Since desalting columns are a size-based separation technique, we evaluated whether these columns could also be used with the much shorter polyP75. Accordingly, we added a 4.23 mM polyP75 solution to each of four spin columns and evaluated the eluates’ phosphate concentration. We determined that the recovery was 79%, indicating this separation technique is effective for both the longer polyP1000 and the shorter polyP75 (Table 3).
We also examined the use of higher-resolution, FPLC-based SEC for separating polyP from reactants. A reaction mixture of polyP75, EDAC and cystamine was resolved on a Superdex 30 Increase 10/300 GL column (Fig 5). Cystamine-coupled polyP was resolved well from unreacted cystamine.
PolyP75 was reacted with cystamine and EDAC, after which the reaction mixture was chromatographed by SEC on a Superdex 30 Increase 10/300 GL column. PolyP, detected by metachromatic staining with toluidine blue (left y-axis), eluted at 6–12 mL. Cystamine, detected by fluorescamine fluorescence (right y-axis), eluted in two peaks, corresponding to cystamine covalently bound to polyP (7–10 mL), and free cystamine (15–19 mL).

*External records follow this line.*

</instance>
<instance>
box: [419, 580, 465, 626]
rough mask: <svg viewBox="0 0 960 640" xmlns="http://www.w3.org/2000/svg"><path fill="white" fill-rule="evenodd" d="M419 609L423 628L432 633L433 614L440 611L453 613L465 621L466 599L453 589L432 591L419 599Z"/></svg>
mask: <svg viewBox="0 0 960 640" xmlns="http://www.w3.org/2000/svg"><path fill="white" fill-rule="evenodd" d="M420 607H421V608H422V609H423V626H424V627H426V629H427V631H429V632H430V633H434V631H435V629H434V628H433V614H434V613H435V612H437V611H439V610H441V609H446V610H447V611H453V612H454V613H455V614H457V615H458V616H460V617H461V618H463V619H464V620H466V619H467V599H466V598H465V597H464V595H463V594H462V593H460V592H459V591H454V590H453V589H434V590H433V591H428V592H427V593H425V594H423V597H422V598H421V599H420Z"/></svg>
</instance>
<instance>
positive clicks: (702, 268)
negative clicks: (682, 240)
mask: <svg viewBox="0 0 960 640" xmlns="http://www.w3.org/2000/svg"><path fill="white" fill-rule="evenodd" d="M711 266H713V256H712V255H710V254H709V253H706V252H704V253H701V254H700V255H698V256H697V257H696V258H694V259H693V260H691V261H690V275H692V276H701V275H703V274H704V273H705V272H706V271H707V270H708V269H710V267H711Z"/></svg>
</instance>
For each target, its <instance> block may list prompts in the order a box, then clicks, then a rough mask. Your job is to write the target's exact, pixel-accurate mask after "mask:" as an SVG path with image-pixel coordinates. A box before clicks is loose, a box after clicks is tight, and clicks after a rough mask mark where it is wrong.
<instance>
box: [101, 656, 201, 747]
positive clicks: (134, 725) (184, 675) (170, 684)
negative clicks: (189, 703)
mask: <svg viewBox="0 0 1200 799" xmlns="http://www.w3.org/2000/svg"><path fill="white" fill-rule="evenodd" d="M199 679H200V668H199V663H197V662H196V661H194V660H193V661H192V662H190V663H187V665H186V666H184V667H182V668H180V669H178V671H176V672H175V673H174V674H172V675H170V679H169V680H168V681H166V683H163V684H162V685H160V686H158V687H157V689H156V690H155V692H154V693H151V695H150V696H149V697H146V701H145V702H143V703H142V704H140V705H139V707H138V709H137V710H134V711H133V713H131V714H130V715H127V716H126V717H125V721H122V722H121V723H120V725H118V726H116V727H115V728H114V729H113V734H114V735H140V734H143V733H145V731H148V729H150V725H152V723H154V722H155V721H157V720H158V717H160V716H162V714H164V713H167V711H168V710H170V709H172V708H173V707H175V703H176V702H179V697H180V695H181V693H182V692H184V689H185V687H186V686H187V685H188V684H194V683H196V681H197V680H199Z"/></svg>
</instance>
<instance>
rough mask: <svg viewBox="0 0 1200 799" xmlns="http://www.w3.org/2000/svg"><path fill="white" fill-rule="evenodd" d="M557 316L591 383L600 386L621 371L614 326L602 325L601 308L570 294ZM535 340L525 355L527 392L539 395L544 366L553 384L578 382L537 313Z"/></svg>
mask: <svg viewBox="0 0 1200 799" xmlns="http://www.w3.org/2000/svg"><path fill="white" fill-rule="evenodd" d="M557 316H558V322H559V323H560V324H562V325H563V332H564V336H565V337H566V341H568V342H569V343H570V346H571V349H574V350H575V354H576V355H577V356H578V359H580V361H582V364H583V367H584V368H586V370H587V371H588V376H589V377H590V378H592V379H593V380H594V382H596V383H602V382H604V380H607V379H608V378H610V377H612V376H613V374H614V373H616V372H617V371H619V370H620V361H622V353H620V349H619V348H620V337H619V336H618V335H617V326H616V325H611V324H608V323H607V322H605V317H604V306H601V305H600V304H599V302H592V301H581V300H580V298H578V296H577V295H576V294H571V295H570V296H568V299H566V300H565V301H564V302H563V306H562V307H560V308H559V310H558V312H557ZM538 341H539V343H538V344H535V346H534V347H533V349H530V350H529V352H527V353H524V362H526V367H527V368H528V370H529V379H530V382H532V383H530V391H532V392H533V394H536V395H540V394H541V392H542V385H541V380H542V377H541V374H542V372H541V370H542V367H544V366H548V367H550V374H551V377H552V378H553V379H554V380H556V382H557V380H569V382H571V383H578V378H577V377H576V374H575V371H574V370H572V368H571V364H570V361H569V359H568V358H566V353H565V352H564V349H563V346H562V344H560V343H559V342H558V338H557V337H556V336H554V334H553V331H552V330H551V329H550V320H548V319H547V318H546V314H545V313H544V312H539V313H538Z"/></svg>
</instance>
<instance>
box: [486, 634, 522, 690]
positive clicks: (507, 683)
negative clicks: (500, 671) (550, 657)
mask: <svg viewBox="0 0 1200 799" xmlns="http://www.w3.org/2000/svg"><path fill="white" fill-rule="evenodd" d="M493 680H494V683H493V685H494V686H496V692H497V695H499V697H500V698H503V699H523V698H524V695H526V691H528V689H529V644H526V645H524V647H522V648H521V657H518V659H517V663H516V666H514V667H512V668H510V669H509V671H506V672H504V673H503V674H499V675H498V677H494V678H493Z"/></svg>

We here report the use of various bridging molecules for convenient end-labeling of polyP using a variety of coupling chemistries. For most applications, reacting EDAC with polyP and an appropriate amine at pH 8.0 and 37°C for 1 h will result in efficiently labeled material that preserves the starting polyP polymer length distribution. Using EDAC to covalently couple peptides or other bridging molecules such as cystamine to the terminal phosphates of polyP greatly expands the types of coupling chemistries available for derivatizing polyP, including a variety of commercially available amine-reactive and thiol-reactive labels, as well a click-chemistry partner (DBCO). This allows efficient labeling of polyP of varying polymer lengths with biotin, fluorescent dyes or a peptidyl epitope tag. Previously, EDAC-mediated polyP derivatization was limited to labels with primary amines (or, in special cases, with alcohols), and was problematic if the label contained other reactive groups such as carboxylates (or if the label was not soluble at relatively high concentrations in aqueous solution, since polyP has poor solubility in the presence of organic solvents or cosolvents) . Additionally, we report facile methods for purification of labeled polyP. These methods should facilitate studies of the biological activities of polyP, as well as possible formulation of a variety of materials containing covalently attached polyP. As interest in the biological functions of polyP grows, a wide variety of available modifications could be useful for studies such as western blots, flow cytometry, ELISAs and pull-downs.